You spend money online every day — Amazon, Instacart, DoorDash, Airbnb, random boutique stores you've never heard of. The question isn't whether you should have a credit card for online shopping. It's which one is actually earning you the most.
The answer depends on where you shop most, whether you want simple cash back or transferable points, and how much mental energy you want to spend managing your wallet.
Here's the breakdown.
The Quick Answer: Best Online Shopping Credit Cards at a Glance
| Card | Best For | Online Rewards Rate | Annual Fee |
|---|---|---|---|
| Chase Freedom Unlimited | Everyday flexibility | 1.5% everywhere | $0 |
| Citi Double Cash | Simplicity | 2% everywhere | $0 |
| Amazon Prime Rewards Visa | Amazon loyalists | 5% at Amazon | $0 (w/ Prime) |
| Capital One Savor Cash | Food delivery + entertainment | 3% on dining, streaming | $0 |
| Blue Cash Everyday (Amex) | Online + groceries combo | 3% at U.S. online retailers | $0 |
| Chase Sapphire Preferred | Travel spenders | 3x dining, 5x travel | $95 |
| Citi Custom Cash | One dominant category | 5% on top category | $0 |
| Chase Freedom Flex | Rotating 5% categories | 5% rotating (incl. Amazon) | $0 |
Best Overall: Citi Double Cash
If you want to stop thinking about categories and just earn solid rewards on everything you buy online, the Citi Double Cash is the cleanest solution. You earn 2% back on all purchases (1% when you buy, 1% when you pay) — no caps, no category management, no annual fee.
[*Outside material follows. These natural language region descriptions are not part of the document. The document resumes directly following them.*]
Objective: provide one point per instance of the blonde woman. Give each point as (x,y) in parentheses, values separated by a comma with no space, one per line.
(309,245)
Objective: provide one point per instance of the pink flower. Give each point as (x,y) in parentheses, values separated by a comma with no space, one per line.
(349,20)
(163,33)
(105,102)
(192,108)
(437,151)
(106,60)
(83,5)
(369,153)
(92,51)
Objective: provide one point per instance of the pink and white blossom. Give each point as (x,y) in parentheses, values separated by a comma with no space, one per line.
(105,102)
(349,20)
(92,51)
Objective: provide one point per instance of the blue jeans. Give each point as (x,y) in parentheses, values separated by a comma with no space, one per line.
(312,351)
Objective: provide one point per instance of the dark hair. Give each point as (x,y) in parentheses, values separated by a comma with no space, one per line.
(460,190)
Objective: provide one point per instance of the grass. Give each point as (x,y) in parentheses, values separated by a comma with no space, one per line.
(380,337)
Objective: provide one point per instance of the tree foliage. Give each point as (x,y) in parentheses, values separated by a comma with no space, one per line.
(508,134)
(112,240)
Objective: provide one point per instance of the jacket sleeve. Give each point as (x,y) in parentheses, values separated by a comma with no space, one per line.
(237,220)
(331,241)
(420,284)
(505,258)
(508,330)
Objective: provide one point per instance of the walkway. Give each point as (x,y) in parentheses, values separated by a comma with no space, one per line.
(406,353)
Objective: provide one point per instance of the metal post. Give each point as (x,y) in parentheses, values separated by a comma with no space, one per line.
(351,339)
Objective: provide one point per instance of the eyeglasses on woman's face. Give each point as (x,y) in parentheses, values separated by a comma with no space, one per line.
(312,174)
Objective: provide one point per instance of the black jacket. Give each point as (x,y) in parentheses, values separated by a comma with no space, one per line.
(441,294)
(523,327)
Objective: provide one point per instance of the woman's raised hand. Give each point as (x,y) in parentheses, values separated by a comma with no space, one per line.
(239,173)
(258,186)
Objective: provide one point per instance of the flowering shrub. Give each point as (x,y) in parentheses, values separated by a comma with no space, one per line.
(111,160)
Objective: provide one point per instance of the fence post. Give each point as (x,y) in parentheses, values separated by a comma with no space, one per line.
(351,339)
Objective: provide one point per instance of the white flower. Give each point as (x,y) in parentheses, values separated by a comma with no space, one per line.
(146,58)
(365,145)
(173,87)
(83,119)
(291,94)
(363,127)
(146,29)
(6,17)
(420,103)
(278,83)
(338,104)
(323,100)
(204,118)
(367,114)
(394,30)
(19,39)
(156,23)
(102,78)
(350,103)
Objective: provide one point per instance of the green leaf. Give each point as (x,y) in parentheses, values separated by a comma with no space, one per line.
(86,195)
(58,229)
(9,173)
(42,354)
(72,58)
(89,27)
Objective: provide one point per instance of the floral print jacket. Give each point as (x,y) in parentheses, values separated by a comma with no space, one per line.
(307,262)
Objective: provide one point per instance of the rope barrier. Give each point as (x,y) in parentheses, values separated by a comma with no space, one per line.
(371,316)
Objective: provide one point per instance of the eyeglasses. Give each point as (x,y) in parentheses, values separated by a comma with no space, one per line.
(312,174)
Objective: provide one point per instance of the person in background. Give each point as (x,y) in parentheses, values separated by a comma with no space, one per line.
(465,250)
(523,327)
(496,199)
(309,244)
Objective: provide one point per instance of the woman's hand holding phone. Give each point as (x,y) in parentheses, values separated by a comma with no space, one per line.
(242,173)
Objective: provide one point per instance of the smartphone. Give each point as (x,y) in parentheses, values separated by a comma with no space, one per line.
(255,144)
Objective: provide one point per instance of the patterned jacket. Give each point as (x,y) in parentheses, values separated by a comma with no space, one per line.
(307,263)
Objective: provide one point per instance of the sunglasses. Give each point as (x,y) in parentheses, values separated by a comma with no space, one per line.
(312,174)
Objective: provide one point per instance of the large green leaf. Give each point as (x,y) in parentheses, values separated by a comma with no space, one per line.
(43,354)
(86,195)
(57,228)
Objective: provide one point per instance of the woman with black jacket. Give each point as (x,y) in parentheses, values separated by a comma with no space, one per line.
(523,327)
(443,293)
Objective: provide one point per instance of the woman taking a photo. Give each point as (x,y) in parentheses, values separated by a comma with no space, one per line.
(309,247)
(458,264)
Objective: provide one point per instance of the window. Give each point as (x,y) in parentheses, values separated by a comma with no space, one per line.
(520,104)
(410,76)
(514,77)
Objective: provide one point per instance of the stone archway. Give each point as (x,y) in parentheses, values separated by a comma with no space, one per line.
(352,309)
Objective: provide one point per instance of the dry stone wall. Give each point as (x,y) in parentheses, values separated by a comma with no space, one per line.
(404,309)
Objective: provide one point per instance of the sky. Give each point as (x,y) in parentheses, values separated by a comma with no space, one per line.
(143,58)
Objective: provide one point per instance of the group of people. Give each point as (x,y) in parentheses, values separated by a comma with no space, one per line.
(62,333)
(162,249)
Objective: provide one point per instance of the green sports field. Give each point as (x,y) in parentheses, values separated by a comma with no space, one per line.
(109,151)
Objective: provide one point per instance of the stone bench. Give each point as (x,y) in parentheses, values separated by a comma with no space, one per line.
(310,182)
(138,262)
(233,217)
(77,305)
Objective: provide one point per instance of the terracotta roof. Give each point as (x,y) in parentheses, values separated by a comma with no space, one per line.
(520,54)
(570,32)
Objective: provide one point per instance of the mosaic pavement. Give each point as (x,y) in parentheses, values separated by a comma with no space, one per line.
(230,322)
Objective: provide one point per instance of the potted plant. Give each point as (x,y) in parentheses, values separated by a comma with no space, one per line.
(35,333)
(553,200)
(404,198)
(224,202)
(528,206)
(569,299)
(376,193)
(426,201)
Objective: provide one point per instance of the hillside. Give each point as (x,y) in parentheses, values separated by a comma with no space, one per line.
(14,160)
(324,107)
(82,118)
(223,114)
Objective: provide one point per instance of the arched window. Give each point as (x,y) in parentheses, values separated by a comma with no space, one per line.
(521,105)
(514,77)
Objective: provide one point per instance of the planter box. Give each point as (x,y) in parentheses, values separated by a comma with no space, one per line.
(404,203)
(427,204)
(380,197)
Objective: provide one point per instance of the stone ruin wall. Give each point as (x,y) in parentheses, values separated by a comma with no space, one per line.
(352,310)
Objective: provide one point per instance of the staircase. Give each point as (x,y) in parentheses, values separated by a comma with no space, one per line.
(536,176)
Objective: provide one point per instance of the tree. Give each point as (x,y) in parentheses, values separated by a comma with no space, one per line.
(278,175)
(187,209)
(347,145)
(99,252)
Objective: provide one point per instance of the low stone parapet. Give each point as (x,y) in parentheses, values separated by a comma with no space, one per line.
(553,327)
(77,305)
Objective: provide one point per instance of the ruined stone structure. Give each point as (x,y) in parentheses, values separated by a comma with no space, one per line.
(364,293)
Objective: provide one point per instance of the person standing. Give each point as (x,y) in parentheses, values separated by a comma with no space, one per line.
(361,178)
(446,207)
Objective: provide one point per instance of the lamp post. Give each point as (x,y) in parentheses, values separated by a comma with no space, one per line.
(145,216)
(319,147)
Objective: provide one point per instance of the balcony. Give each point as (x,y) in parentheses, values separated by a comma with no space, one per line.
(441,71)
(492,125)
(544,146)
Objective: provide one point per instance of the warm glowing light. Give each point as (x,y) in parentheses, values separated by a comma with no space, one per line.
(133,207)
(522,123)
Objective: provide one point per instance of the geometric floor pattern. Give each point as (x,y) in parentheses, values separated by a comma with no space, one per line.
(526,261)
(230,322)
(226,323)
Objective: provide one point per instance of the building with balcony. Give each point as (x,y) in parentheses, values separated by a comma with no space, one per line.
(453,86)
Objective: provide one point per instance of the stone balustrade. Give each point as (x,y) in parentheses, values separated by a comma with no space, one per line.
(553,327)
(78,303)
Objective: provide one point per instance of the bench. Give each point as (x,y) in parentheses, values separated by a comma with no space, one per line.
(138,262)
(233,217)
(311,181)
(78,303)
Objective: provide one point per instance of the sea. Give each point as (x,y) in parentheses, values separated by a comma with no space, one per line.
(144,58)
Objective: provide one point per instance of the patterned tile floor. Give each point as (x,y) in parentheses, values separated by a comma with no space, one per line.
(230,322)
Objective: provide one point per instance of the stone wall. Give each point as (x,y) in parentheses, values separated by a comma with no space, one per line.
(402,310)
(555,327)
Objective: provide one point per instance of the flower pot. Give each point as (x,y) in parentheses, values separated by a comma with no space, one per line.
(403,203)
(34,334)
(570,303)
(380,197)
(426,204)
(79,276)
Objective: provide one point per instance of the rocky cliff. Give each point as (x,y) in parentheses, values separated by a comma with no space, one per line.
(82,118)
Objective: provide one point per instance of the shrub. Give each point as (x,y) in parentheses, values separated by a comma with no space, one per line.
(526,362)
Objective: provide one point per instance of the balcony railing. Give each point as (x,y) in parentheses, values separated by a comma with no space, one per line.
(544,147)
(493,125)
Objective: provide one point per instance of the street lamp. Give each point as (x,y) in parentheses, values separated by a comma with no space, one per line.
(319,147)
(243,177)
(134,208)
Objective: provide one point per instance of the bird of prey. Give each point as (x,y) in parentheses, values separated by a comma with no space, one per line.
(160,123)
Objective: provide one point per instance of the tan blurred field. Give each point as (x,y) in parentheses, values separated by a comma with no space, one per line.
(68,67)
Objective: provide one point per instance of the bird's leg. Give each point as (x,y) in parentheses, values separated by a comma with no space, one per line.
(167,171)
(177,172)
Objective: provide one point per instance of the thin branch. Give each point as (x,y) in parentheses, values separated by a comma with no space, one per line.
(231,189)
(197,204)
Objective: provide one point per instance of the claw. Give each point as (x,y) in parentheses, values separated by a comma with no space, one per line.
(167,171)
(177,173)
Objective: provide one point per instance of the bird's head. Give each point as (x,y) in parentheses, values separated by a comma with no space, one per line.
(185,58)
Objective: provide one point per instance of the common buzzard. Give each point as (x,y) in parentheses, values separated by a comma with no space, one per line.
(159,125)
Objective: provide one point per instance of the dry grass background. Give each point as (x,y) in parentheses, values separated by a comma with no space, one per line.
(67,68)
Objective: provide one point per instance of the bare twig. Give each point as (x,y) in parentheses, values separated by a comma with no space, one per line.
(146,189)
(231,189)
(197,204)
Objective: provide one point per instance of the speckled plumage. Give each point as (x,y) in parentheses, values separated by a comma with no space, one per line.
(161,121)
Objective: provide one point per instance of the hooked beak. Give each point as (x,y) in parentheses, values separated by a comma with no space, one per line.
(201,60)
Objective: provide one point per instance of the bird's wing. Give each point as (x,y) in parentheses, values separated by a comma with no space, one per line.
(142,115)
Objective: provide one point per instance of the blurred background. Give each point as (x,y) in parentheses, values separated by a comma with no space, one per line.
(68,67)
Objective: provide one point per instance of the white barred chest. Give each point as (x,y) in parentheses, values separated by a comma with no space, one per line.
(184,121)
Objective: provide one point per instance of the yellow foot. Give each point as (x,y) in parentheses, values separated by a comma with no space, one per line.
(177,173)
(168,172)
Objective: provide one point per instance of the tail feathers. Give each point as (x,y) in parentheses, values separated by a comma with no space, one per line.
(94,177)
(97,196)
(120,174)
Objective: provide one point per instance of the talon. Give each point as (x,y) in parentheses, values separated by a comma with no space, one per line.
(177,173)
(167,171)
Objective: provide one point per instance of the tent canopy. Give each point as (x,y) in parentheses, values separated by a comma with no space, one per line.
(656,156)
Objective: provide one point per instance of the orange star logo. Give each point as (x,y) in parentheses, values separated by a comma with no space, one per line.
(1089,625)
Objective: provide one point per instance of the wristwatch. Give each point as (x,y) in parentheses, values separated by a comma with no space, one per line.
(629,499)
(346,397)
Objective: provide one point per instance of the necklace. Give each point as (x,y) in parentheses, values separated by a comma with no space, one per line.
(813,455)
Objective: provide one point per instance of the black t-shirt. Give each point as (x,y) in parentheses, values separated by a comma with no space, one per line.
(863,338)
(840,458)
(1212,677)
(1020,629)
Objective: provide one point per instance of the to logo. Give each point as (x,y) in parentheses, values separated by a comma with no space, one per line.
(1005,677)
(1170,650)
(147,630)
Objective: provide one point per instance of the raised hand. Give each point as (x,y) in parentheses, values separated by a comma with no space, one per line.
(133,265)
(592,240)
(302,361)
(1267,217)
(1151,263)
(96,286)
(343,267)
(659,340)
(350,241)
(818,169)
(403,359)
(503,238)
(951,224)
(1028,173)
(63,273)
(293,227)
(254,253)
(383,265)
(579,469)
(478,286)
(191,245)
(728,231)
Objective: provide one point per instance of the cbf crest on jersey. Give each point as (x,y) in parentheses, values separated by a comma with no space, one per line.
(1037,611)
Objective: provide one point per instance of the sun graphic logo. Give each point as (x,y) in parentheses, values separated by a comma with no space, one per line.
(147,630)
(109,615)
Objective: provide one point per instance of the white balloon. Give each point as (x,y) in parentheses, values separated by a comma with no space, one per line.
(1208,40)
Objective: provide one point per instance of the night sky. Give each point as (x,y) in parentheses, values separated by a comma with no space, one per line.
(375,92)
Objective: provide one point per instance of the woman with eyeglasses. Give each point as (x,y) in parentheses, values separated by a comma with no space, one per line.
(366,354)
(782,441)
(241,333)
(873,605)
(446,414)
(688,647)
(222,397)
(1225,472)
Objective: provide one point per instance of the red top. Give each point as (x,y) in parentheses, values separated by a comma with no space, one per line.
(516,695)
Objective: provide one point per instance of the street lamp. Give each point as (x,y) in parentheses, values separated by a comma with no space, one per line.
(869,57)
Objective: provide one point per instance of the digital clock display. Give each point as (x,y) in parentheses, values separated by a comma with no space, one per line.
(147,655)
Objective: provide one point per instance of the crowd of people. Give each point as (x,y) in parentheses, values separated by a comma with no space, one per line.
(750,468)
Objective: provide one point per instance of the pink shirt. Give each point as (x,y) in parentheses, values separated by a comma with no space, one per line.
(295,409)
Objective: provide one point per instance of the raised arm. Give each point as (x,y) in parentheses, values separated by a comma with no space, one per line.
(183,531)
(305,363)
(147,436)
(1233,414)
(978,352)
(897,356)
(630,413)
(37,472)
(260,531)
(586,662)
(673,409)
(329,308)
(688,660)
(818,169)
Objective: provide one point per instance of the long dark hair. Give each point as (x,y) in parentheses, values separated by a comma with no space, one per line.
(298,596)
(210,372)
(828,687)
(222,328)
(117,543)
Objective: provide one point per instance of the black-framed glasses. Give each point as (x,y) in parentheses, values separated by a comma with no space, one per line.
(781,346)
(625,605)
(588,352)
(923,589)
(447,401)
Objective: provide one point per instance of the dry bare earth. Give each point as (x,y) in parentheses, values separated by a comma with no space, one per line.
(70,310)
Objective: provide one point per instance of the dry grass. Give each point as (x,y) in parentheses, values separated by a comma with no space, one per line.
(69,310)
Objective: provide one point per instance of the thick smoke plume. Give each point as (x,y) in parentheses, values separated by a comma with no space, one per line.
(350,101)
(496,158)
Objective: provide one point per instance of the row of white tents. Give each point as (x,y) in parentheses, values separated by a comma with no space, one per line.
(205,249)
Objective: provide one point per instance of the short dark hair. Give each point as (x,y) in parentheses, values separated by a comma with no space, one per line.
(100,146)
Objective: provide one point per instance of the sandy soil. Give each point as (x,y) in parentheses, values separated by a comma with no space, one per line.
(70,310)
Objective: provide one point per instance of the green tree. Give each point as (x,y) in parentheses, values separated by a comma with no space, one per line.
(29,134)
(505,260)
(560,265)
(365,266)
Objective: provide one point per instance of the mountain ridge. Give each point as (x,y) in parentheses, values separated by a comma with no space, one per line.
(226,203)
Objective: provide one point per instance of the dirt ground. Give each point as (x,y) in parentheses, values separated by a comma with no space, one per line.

For online shopping specifically, 2% flat is often better than a card that theoretically offers 5% but only on one store or for 3 months at a time.
Citi Double Cash now converts to Citi ThankYou Points at 1 cent per point, which you can transfer to airline partners including Turkish Airlines and Air France/KLM Flying Blue for outsized value.
Best for: Shoppers who buy across many sites and don't want to manage categories.
Best for Amazon: Amazon Prime Rewards Visa
If you're buying through Amazon more than 2–3 times a month, the Amazon Prime Rewards Visa (issued by Chase) is hard to beat. You earn 5% back on Amazon and Whole Foods — which means groceries, electronics, books, home goods, streaming hardware — all at 5%.
The card earns 2% at restaurants, gas stations, and drugstores, and 1% everywhere else. No annual fee beyond your existing Prime membership ($139/year). Rewards come as Amazon cashback and apply directly to your next purchase.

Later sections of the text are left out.